The Most Hotly Contested Points on Climate Change

After months of contentious debates over gun control, immigration and political scandals, President Barack Obama is finally turning his attention to another hot topic that isn’t cooling off any time soon: climate change.

In a video released over the weekend, Obama said he will deliver a speech on Tuesday to outline a “national plan to reduce carbon pollution, prepare our country for the impacts of climate change and lead global efforts to fight it.”

Obama said there is no silver bullet to solve the effects of climate change, which couldn't be more true considering the complexity of the issue.

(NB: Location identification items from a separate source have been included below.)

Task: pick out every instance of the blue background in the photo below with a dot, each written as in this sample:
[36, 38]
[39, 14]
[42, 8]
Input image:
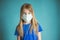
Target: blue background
[46, 12]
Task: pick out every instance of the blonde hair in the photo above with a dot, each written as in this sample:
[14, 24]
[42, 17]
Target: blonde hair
[33, 21]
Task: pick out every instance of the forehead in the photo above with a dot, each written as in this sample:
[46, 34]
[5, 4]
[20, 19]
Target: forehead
[26, 10]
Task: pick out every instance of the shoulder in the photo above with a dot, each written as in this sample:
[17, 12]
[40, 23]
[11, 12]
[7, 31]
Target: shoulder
[39, 27]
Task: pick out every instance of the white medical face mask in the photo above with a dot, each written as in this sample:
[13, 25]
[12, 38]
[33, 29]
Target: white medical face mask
[27, 17]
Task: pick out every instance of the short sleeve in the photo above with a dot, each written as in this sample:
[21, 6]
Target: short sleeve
[39, 28]
[16, 32]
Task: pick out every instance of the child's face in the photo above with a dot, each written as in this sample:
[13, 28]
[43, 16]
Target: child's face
[27, 16]
[26, 11]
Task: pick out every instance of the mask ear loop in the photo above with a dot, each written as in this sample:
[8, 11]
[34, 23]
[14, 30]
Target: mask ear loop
[27, 31]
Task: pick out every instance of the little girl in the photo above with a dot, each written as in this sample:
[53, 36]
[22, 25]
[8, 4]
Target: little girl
[28, 27]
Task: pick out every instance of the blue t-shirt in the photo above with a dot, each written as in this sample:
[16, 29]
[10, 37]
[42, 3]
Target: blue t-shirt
[28, 35]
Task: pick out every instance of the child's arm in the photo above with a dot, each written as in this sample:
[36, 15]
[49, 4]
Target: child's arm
[39, 36]
[18, 37]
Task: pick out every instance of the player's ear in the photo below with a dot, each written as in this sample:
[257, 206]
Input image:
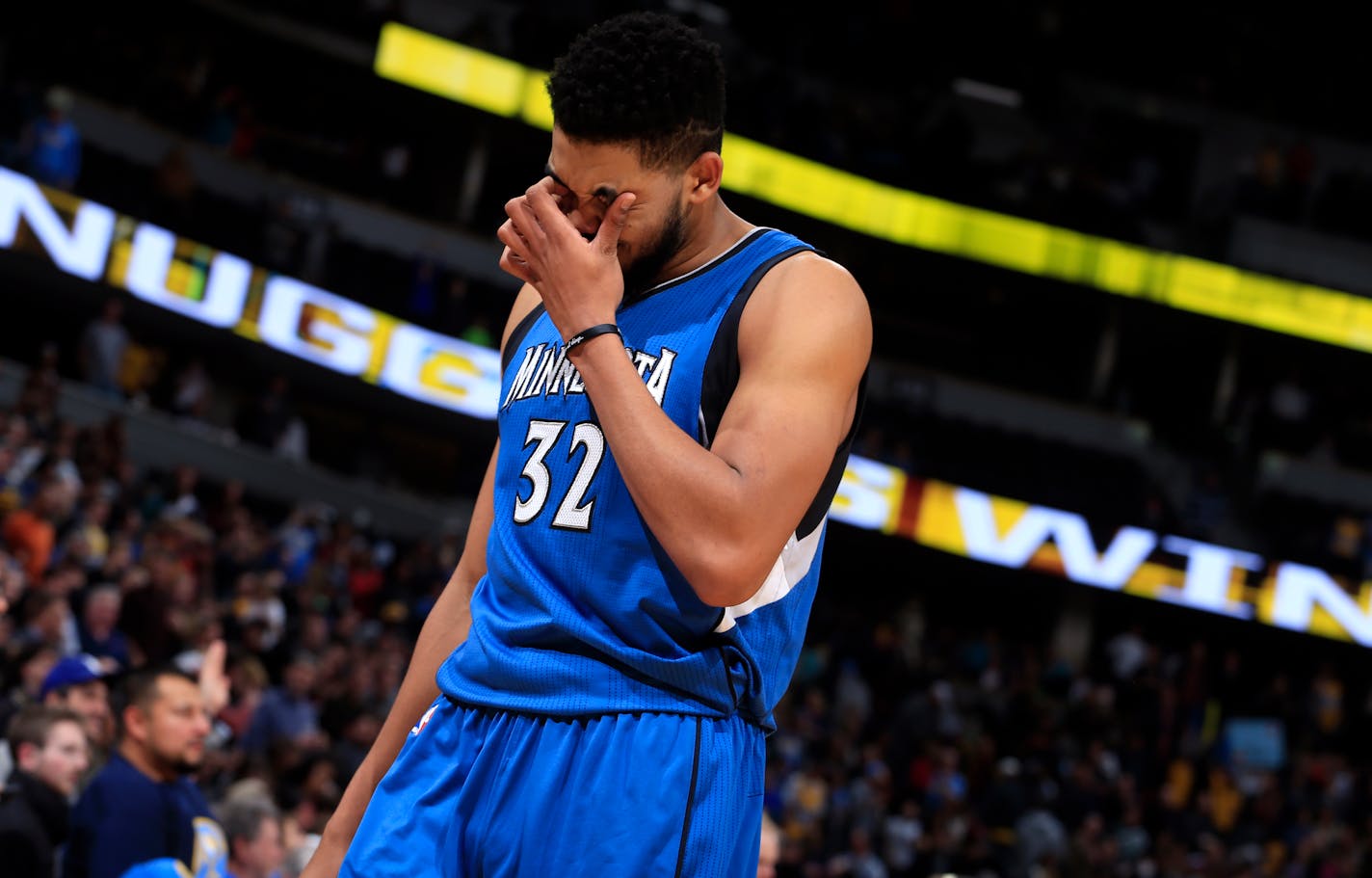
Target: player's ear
[702, 177]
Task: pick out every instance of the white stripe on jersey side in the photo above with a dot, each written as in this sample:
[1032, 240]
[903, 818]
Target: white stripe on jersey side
[790, 567]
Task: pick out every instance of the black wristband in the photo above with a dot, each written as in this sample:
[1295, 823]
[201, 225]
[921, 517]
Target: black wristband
[586, 335]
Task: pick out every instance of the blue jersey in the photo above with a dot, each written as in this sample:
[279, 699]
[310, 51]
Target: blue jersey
[581, 611]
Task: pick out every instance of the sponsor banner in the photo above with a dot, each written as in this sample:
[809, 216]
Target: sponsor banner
[225, 291]
[228, 292]
[1138, 561]
[507, 88]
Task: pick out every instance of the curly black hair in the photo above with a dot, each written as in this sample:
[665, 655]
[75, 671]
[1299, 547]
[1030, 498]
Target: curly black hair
[643, 77]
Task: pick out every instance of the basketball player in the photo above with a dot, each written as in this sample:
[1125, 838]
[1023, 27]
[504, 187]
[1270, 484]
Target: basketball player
[679, 394]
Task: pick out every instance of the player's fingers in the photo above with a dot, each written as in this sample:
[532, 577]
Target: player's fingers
[512, 264]
[547, 210]
[524, 221]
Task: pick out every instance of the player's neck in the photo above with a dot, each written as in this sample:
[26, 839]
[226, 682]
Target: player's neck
[717, 232]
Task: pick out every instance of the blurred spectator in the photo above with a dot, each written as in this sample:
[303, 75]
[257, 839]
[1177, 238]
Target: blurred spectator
[194, 392]
[103, 347]
[51, 145]
[78, 685]
[145, 806]
[268, 418]
[174, 192]
[287, 712]
[45, 621]
[32, 533]
[252, 829]
[100, 635]
[49, 754]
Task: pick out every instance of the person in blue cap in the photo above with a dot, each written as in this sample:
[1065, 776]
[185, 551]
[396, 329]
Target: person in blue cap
[145, 804]
[81, 683]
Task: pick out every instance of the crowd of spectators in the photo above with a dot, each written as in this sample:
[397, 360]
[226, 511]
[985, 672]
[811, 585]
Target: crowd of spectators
[921, 735]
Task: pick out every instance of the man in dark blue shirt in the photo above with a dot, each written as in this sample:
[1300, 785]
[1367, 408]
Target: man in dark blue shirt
[143, 806]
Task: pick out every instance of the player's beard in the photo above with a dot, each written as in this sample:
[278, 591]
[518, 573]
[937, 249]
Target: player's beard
[645, 268]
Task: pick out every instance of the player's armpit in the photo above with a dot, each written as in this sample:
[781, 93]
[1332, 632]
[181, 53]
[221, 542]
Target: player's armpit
[805, 344]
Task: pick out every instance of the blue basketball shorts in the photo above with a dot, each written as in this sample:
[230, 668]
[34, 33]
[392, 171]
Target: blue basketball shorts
[481, 793]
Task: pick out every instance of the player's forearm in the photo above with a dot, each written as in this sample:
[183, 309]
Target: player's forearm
[695, 502]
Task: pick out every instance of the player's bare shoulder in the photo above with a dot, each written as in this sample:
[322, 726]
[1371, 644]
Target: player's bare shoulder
[809, 295]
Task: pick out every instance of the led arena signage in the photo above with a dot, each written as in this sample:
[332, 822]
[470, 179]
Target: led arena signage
[228, 292]
[225, 291]
[1136, 561]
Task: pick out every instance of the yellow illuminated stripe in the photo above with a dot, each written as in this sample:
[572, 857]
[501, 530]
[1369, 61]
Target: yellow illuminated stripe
[1331, 316]
[450, 70]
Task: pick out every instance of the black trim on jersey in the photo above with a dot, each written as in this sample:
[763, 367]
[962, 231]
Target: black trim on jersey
[721, 373]
[690, 797]
[835, 472]
[721, 379]
[517, 336]
[725, 256]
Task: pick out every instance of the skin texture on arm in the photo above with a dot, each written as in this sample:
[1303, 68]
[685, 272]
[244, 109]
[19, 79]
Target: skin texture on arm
[722, 514]
[445, 628]
[725, 514]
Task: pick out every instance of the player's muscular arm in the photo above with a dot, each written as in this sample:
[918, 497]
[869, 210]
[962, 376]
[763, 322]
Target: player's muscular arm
[445, 628]
[722, 514]
[725, 514]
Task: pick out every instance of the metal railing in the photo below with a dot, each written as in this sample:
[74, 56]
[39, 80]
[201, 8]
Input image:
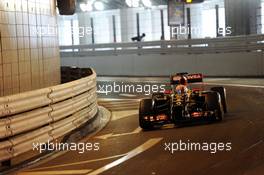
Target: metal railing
[45, 115]
[193, 46]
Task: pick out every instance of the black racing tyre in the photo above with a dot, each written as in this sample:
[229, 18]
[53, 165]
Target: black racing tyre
[145, 109]
[222, 92]
[213, 102]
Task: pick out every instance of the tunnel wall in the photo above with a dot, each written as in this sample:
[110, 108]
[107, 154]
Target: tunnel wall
[218, 64]
[29, 54]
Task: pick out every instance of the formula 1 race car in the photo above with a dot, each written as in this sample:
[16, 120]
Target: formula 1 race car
[179, 104]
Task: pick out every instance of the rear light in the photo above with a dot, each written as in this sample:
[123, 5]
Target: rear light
[197, 114]
[162, 117]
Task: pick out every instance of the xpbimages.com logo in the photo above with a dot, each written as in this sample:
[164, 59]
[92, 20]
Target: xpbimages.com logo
[122, 87]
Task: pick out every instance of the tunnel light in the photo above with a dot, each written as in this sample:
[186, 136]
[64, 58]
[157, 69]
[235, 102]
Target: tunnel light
[147, 3]
[86, 7]
[99, 5]
[132, 3]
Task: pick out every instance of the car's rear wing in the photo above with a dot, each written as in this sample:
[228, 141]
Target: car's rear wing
[192, 78]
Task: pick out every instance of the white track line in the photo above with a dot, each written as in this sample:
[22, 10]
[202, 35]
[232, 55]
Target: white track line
[129, 155]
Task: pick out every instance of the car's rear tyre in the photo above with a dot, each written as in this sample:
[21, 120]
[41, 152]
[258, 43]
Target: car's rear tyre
[222, 92]
[145, 109]
[213, 102]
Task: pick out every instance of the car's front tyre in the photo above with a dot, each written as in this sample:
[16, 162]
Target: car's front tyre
[145, 109]
[213, 102]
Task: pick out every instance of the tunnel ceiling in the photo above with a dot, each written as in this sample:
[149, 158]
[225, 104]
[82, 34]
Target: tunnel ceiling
[119, 4]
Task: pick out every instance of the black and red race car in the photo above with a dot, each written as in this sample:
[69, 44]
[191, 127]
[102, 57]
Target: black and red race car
[181, 106]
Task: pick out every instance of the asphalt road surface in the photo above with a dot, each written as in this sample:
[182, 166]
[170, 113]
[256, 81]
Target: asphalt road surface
[124, 149]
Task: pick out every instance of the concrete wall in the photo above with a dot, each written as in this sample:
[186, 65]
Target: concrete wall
[28, 60]
[224, 64]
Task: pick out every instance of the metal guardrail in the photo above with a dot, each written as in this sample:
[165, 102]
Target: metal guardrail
[193, 46]
[44, 115]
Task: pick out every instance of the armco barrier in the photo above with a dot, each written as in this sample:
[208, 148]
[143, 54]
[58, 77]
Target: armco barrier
[45, 115]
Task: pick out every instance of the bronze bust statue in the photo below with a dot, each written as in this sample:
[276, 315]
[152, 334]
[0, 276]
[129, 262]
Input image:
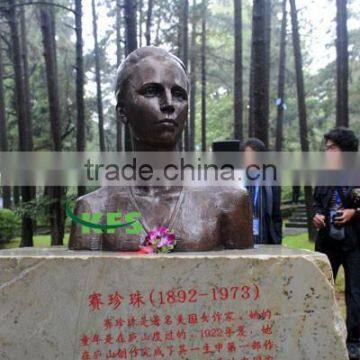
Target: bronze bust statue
[152, 98]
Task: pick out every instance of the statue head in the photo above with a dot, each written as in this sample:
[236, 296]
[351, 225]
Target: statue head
[152, 97]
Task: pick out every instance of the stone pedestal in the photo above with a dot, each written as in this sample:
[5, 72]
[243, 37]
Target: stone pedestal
[267, 303]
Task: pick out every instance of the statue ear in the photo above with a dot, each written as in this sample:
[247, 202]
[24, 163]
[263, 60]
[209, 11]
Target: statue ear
[121, 114]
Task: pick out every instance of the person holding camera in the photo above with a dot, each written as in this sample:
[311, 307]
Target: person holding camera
[337, 219]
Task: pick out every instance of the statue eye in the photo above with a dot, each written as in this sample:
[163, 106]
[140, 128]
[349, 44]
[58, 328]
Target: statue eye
[151, 90]
[179, 93]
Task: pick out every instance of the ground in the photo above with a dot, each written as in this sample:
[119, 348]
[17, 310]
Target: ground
[299, 241]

Here are some of the most debated aspects of climate change:


Global Warming - Is It Real?

NASA, the United Nations and the Environmental Protection Agency cite a large body of evidence to prove that the earth's temperature is indeed rising, and so are sea levels and the ocean's surface temperature.

“The current warming trend is of particular significance because most of it is very likely human-induced and proceeding at a rate that is unprecedented in the past 1,300 years,” according to NASA’s website.

A Pew survey says 69 percent of Americans, meanwhile, believe the earth is getting warmer.

Still, a group of sixteen prominent scientists jumped in the fray when they signed a Wall Street Journal op-ed piece in 2012 in support of the belief that global warming is a farce.

“The lack of warming for more than a decade—indeed, the smaller-than-predicted warming over the 22 years since the U.N.'s Intergovernmental Panel on Climate Change began issuing projections—suggests that computer models have greatly exaggerated how much warming additional CO2 can cause,” reads the article.

Economists and politicians opposed to tackling climate change say it will costs jobs and hinder GDP growth.

So the Earth is Getting Warmer, But Why?

Of the 69 percent of Americans in the Pew survey who say they global warming is real, opinions are split on what is causing the earth's temperature to rise. Four in 10 blame it on human activity like burning fossil fuels, while 27 percent say it's due to natural variations in climate pattern. Another 27 percent say there is no evidence of any warming.

What are the Outcomes of Global Warming?

Scientists already know the earth's rising temperature is changing the weather and climate. This means more rainfall, floods, droughts and heat waves. But is it also the cause of the recent spate of tornadoes and unpredictable jet streams?

"Global warming may well end up making [tornadoes] more frequent or intense, as our intuition would tell us," wrote Robert Kunzig for National Geographic. "But it might also actually suppress them—the science just isn't clear yet."

There is no evidence that tornadoes are happening more frequently and  data shows that the increase is only in the weakest category of twisters, Kunzig said.

As for those "wobbly" jet streams hovering over the earth and wreaking havoc on the weather, some experts say it's a possible effect of climate change, while others disagree.

"It’s been just a crazy fall and winter and spring all along, following a very abnormal sea ice condition in the Arctic,’’ Rutgers University climate expert Jennifer Francis told The Associated Press. ‘‘It’s possible what we’re seeing in this unusual weather is all connected.’’


Reducing Carbon Emissions - A Smorgasbord of Options

The most economically efficient way to curb greenhouse gas is by taxing the pollutant. But trying to get Congress to agree to a tax hike is a nonstarter.

“Obama can’t count on Congress to institute any such tax in the near term,” said climate policy expert Nathan Hultman in a Brookings Institute blog post. “As such, he has been looking for other ways to improve, through regulation, the efficiency of parts of the U.S. economy and to expand low-emission sources of energy supply.”

Some of those regulations, which Obama will unveil on Tuesday, include implementing stricter standards to reduce carbon emissions from power plants, regulating high greenhouse-effect gases, reduce methane emissions, development of renewable energy technologies, creating energy efficient appliances and investing in new technologies.


The Politics of Climate Change

Lawmakers have been focused on the economy, job creation, immigration and other issues that have forced climate change into the back burner. But in the wake of the recent spate of natural disasters like Hurricane Sandy and the Oklahoma tornadoes, climate change has been thrust back into the limelight, forcing Obama to make due on a promise he made in his second inaugural speech when he vowed to “respond to the threat of climate change, knowing that the failure to do so would betray our children and future generations.”

The Clean Air Act gives the president the authority to regulate greenhouse gases as air pollutants. New power plants will be easier to regulate, but this executive authority will be much more controversial for existing power plants, according to Steven Cohen, executive director at Columbia University’s Earth Institute. Power plants produce more than 40 percent of the country’s carbon emissions.

Obama wasn’t kidding when he called this a fight. Not only do scientists have to grapple with the earth’s warming temperature, the president himself has an uphill battle ahead with a government mired in partisan politics.

“Mr. Obama’s decision to use his executive authority to regulate utilities reflects a determination that he has no prospect of passing such sweeping policies through Congress,“ according to Peter Baker of The New York Times. But the move "may draw lawsuits and other challenges from industry and Republicans citing the economic costs,” he wrote.